To the uninformed passer-by, the small, barrel-roofed building next to the visitor centre might look more like a public toilet than a prison. It was about the right size, and its door was painted the same shade of park-bench green as the conveniences opposite the church. A closer look, however, would reveal a heavy, iron padlock swinging from the door, and bars at the windows, which were small and set too high to see out of.

Inside, there were two cells, both around six feet square and containing a slatted bed frame topped with a thin, plastic mattress. The walls were whitewashed, the floors concrete. A narrow corridor ran the width of the building, and from here the prison guard, one of the many roles performed by Sark’s volunteer police constable, could check in on detainees through the grille in each cell door. Locals called it the ‘drunk tank’ because it was mostly used to accommodate tourists who’d had a few too many and missed the last boat home. Only once, in all his years on the police force, had Michael had to come over and officially arrest someone held here—a man whose drunken night out had ended with him smashing a bottle over somebody’s head.
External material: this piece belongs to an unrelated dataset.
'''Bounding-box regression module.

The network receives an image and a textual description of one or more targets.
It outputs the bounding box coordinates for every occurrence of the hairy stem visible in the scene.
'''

All in all, then, Sark Prison was more frequently deployed as the butt of an islander’s jokes than as a place of incarceration. Only, now, as Michael lay shivering on the floor, bound and gagged, the wrong side of the locked cell door, it didn’t seem very funny.

It felt as if the blood flowing through his brain were on fire. If he moved his head even an inch, the pain became overwhelming, flashes of light punctured his vision, and a deafening ringing he knew only he could hear filled his ears.

Then there was his side. He was still losing blood. Several times in the last hour, or two, or three, however long he’d been in here, he had passed into a horrifying semi-conscious state in which he had lost his grip on reality, imagined himself on a boat, the floor swaying beneath him, or caught up in an explosion, about to be ricocheted clean off the earth and thrown into the sea. He had forced his eyes to open and his brain to focus. The shifting floor was a product of his dizziness, the noise his exhausted brain’s exaggeration of the thunder outside. But that in itself was enough to cause more panic.

Because the storm had arrived, and Jenny was on a boat, fleeing, from him, from his betrayal, from this godforsaken island. He hoped and prayed that she’d got home hours ago. Before the weather turned. Before the clouds that had been gathering for days, suffocating them all with this stale, unrelenting heat, finally split, unleashing their torrent of rain and thunder and lightning, whipping the waves into an unnavigable nightmare and drowning his stifled screams in their fury.